At the same time, it offers a challenge so fierce that some will find it impossible to resist. It’s the Dark Souls of puzzle games, where every victory is hard-fought, leaving you with a greater sense of relief than satisfaction at finishing a stage.

Sometimes, particularly in the early game, you’ll triumph by happy accident. It’s not for a while that you’ll be able to get your head around the game's idiosyncrasies, because it seems to contradict itself so frequently.

### Analyse this

Yet its mechanics are all true to a consistent (if fuzzy) internal logic. The problem is, explaining it might make us sound a bit crazy. But here goes, anyway.

You control a ‘ship’, a flat square that must navigate a series of increasingly complicated block structures.

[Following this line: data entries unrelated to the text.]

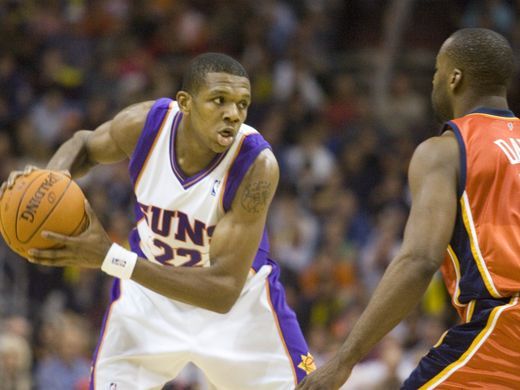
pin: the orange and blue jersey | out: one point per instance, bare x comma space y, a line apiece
482, 265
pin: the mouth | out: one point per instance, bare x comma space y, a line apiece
226, 136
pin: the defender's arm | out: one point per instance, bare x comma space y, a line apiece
433, 177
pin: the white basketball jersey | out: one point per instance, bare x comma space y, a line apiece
176, 215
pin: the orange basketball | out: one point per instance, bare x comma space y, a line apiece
42, 200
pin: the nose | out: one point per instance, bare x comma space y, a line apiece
232, 113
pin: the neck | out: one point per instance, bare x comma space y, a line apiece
192, 155
491, 101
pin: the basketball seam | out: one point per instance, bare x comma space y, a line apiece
19, 204
45, 219
81, 222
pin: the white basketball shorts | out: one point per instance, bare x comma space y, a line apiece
147, 339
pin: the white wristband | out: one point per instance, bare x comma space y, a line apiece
119, 262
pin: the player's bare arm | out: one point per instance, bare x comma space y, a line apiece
433, 176
111, 142
233, 246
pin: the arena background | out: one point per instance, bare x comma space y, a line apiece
341, 91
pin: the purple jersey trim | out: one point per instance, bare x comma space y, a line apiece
114, 296
251, 147
151, 128
291, 332
186, 181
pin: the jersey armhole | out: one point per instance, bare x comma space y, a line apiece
452, 126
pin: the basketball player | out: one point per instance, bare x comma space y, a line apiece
465, 188
198, 284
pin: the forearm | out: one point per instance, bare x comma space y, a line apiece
399, 291
72, 155
201, 287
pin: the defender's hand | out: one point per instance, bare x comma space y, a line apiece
85, 250
331, 376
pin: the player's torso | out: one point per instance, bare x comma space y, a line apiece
176, 214
483, 258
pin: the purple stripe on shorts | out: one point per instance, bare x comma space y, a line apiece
114, 296
146, 139
290, 328
250, 149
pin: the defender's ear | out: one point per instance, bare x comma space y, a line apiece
184, 101
456, 79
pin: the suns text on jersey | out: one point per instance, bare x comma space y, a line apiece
172, 230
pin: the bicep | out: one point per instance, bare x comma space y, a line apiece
433, 185
238, 234
115, 140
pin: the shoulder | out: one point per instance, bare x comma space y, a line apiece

It magnetically locks to the surface of the block against which it rests – whether in front, behind, to the side, or even underneath.

Not all surfaces are accessible, but you can move around any lighter-hued faces with swipes of your finger. At first, your objective is to guide ‘larva’ balls to a translucent goal. Whale trail

Then the ‘whales’ arrive, cubes of light with beams extending from each side. These are manoeuvred not by direct pushing but by flipping them into each beam. Afterwards, you’ll need to combine the two methods, pushing whales into larva to reach the goals.

That might sound simple, but consider this: touching the spherical larva not only pushes them forward a square, but changes their gravity so that they fall at right-angles to the current resting position of your ship.

But the gravity only kicks in after they’ve moved forward, so you’re essentially forced into thinking not only about the larva’s position, but that of your own tile once you’ve given it a nudge.

### Evanesce sense

The whales further complicate the equation, not least because they vanish if they reach a point where their beams don’t collide with any surface. Later you’ll need to make sure they do disappear once they’ve fulfilled their role as larva pushers.

If all this sounds like more hassle than it’s worth, then English Country Tune is absolutely not for you. Its clinical looks and sparse soundscapes make it feel aloof, distant – this isn’t a game that wants to be loved. It demands that you respect it.

Persevere, and you may well get into its twisted mindset. Those who aren’t put off by its steep difficulty curve and obscure systems might just find it to be one of the best puzzlers of the year. Even then, it’s a hard game to fall for. Dogged determination will see a few manage to crawl over the finish line, but there’s little tangible reward for doing so, bar the knowledge that you’ve beaten one of 2011's toughest challenges.